Banished to San Francisco, California, Antonio Rosales went to ask Vega for help, who at the time was sent by Benito Juárez for the purchase of weapons with the colonel assured him that he wanted to serve his country. Personal matters aside, Placido Vega provided him with money for travel and personal expenses, as well as letters of recommendation addressed to the governors of Sinaloa, Sonora, and Colima. This resulted in Rosales placing himself under the orders of the governor of Sinaloa, Jesús García Morales.

===Overthrow of Morales and Death===
On October 15, 1864, the troops of Rosales and Ramón Corona entered Mazatlán to overthrow García Morales. The following day, Rosales was appointed governor of the state by Corona. At the beginning of May 1865, Ramón Corona ordered Ascensión Correa to rise up against Rosales, who had to hide in some houses. A few days later Rosales resigned from the governorship and Corona appointed Domingo Rubí in his place.

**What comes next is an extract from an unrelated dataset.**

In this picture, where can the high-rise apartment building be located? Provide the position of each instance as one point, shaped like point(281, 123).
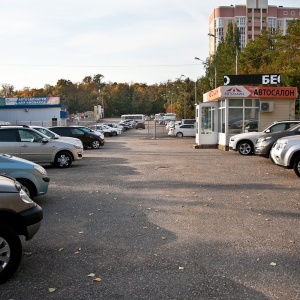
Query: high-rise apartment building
point(251, 19)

Rosales lost his life in combat in the Battle of Álamos on September 24 against the imperialist hosts under the command of José María Tranquilino Almada. His remains rested in that city until 1923 when they were transferred to the Rotonda de las Personas Ilustres, Mexico City however, the original obelisk of his tomb is still preserved in the Álamos pantheon.

==Legacy==
The State Congress approved a law in his honor that established a secondary school known as "Liceo Rosales" today the Autonomous University of Sinaloa, which is known colloquially in the State of Sinaloa by the nickname "Casa Rosalina" and for this distinction a square located in front of the university in the Historic Center of Culiacán was also named after Rosales.

The capital city of Sinaloa bears his last name to this day, honoring the soldier for his great deeds which is why the official name of the capital of Sinaloa is Culiacán Rosales.

Some compare Antonio Rosales with Ignacio Zaragoza himself, since Rosales also defeated the French on the shores of Sinaloa. The French Army was the most powerful in those days. Rosales, however, has not received recognition proportional to his actions, due to sparse info about his personal life. Little is also known about his offspring as some sources from records states that one of his children raised his family in his place after his death.

Some time later they emigrated to the Mexican state of San Luis Potosí, where to this day scions live with their blood. Rosales retains the blood of leadership, however people talk about his humility that was a characteristic of Antonio Rosales. Teodoro Rosales Serna is a doctor from the Autonomous University of San Luis Potosí (UASLP) and is also known for his close friendship with Dr. Salvador Nava Martínez. Their friendship was so great that the youngest of Teodoro Rosales Serna's children was Salvador Nava's godson.